The train heating system was fed over a separate oil-propelled main switch with 1000 V.

==== Electrical brake ====
The electrical brake was tested in June 1919 at the Lötschberg railway. It was subsequently removed since it was considered too unreliable.

==== Multiple-unit control ====
The locomotive was equipped with a multiple-unit control, but it was never tested at all.

== Service ==
The locomotive was delivered on 21 March 1919 as the first of the four test locomotives. Instruction trips were undertaken almost immediately in the region around Bern.
But there were still a lot of teething troubles to cure. Therefore, the locomotive was not used for scheduled services.
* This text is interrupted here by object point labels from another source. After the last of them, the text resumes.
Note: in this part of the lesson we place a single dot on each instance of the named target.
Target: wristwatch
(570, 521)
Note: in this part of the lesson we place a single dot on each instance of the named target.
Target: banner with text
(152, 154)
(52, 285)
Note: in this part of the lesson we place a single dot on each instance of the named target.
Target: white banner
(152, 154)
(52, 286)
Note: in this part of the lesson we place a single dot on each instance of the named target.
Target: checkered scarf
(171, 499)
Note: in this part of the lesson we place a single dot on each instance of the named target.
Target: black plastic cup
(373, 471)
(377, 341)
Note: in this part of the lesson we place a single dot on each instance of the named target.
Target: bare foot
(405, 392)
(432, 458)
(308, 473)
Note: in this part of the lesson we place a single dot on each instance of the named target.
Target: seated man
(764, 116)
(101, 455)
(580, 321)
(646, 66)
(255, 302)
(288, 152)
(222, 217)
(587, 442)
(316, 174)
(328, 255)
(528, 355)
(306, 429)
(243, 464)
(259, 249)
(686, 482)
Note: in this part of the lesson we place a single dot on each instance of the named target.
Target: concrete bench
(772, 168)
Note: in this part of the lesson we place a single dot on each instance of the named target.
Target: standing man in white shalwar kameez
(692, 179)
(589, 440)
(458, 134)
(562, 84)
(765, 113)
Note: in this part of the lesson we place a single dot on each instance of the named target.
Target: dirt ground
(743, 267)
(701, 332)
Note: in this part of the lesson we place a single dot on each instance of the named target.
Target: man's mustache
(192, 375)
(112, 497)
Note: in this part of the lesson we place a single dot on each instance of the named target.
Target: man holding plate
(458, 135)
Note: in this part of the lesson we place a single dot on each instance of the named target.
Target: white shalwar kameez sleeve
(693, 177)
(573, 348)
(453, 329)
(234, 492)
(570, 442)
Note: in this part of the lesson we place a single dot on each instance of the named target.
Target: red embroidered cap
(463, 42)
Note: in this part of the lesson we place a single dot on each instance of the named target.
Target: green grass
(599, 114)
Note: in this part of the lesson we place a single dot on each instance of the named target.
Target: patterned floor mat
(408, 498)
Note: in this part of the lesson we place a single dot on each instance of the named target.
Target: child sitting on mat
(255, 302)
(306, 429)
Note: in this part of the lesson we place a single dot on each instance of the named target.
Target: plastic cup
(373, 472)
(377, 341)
Another reason were the planned test with the electrical brake on the Lötschbergbahn. 1 September 1919 the locomotive was officially taken over by the SBB. This was followed by services in commuter trains to Spiez and partly to Brig too. After a break in 1920, the locomotive led trains in planned services together with the Be 4/6 12303-12342 – which were in the delivery phase – over the Lötschberg railway line until Brig.
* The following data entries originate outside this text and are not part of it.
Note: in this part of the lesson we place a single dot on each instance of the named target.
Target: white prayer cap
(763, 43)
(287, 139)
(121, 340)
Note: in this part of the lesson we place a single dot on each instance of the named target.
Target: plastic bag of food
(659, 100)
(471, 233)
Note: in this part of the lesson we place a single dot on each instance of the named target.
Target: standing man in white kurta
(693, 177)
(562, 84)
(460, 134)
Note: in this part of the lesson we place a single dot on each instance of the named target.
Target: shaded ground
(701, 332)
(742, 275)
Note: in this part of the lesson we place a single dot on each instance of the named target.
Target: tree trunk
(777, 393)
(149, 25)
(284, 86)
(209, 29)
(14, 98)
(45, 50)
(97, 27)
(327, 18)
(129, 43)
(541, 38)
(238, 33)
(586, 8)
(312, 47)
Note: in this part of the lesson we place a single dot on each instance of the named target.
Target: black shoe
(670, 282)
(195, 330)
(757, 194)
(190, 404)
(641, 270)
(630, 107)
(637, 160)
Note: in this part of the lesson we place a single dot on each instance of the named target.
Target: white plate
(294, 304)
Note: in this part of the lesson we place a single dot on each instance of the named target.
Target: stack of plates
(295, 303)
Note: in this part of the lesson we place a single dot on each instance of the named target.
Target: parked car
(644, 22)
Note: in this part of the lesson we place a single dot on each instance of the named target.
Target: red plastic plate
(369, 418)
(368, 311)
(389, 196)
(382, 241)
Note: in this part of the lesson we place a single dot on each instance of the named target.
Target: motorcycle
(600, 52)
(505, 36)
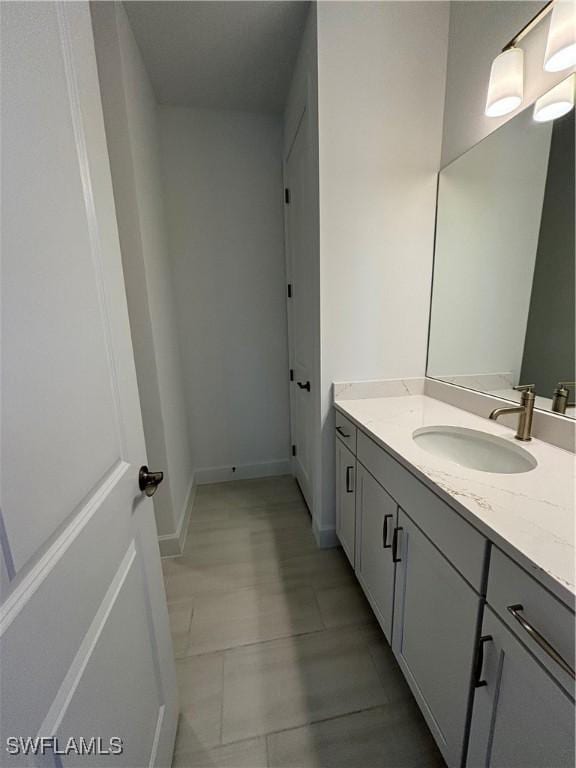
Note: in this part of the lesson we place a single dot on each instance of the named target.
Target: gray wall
(550, 336)
(131, 132)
It was soon obvious that the locomotive never would be used for planned services at the Gotthard railway line. On 31 May 1921 the locomotive had the last planned service at the Lötschberg railway line. Thereafter she led freight trains – from Bern – to Basel and Biel.

From 1937 the locomotive was assigned to the marshalling yard of Lausanne. Its duty was the pulling of freight trains which had to be distributed to the hump.

On 1 January 1962, the locomotive was assigned to the Yverdon main shop for omitting the expensive transfers to the Bellinzona main shop. Yverdon was not very happy about the accession of this veteran. But the end was very close. A short circuit caused an explosion in the transformer. The fire brigade was not able to extinguish the fire at time. The locomotive burned out completely. In August 1963 the locomotive was scrapped in the main shop of Bellinzona.